If the current company is in debt, which numerous businesses are, then you will certainly need to consider this when valuating/preparing your offer. Lots of operating businesses borrow money in order to cover things like supplies, payroll, accounts payable, so on and so forth. Remember that occasionally this can mean that profit margins are too small. Numerous businesses fall into a revolving door of taking on debt as a way to pay back various other loans. In addition to debts, there may also be future commitments to consider. There might be an outstanding lease on equipment or the building where the business resides. The business might have existing contracts with vendors that need to be met or may lead to penalties if canceled early.
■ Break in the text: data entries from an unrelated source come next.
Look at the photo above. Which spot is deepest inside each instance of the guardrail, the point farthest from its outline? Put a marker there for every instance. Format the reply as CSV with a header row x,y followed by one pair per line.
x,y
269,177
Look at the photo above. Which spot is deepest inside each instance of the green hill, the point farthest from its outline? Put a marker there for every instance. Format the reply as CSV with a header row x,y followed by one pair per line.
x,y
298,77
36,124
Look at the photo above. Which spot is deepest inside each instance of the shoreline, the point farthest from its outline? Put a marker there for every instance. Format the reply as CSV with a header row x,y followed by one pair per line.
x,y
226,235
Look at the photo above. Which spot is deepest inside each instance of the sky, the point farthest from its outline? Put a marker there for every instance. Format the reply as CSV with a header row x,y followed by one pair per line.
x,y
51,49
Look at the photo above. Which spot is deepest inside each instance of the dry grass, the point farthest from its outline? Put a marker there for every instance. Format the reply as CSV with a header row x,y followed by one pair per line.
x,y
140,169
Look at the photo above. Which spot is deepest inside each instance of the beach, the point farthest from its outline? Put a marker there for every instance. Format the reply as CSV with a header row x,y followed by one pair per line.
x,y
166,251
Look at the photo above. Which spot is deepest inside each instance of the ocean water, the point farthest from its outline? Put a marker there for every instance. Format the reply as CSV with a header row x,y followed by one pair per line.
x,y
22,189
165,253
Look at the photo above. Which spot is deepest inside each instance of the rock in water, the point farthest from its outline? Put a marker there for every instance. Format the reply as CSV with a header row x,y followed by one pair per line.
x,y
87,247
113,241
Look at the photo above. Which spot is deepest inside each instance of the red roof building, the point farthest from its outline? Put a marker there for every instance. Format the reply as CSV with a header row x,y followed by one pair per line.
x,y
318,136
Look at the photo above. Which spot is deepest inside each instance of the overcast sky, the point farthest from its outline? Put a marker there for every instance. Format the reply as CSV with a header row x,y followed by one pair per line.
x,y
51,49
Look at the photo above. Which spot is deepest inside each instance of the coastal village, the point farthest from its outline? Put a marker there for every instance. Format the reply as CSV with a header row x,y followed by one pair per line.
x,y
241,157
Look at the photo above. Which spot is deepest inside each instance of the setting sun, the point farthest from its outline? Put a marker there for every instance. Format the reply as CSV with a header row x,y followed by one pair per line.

Understanding the Customer Base, Competition and Area Demographics

Exactly how do businesses in the area attract brand-new customers? Often times, operating businesses have repeat clients, which develop the core of their day-to-day revenues. Particular elements such as new competition sprouting up around the area, road building, and staff turn over can impact repeat consumers and also negatively influence future incomes. One crucial point to take into consideration is the area of the business. Is it in an extremely trafficked shopping mall, or is it hidden from the highway? Certainly, the more individuals that see the business regularly, the better the possibility to develop a returning client base. A final idea is the basic area demographics. Is the business situated in a densely inhabited city, or is it located on the edge of town? How might the neighborhood mean family earnings influence future revenue prospects?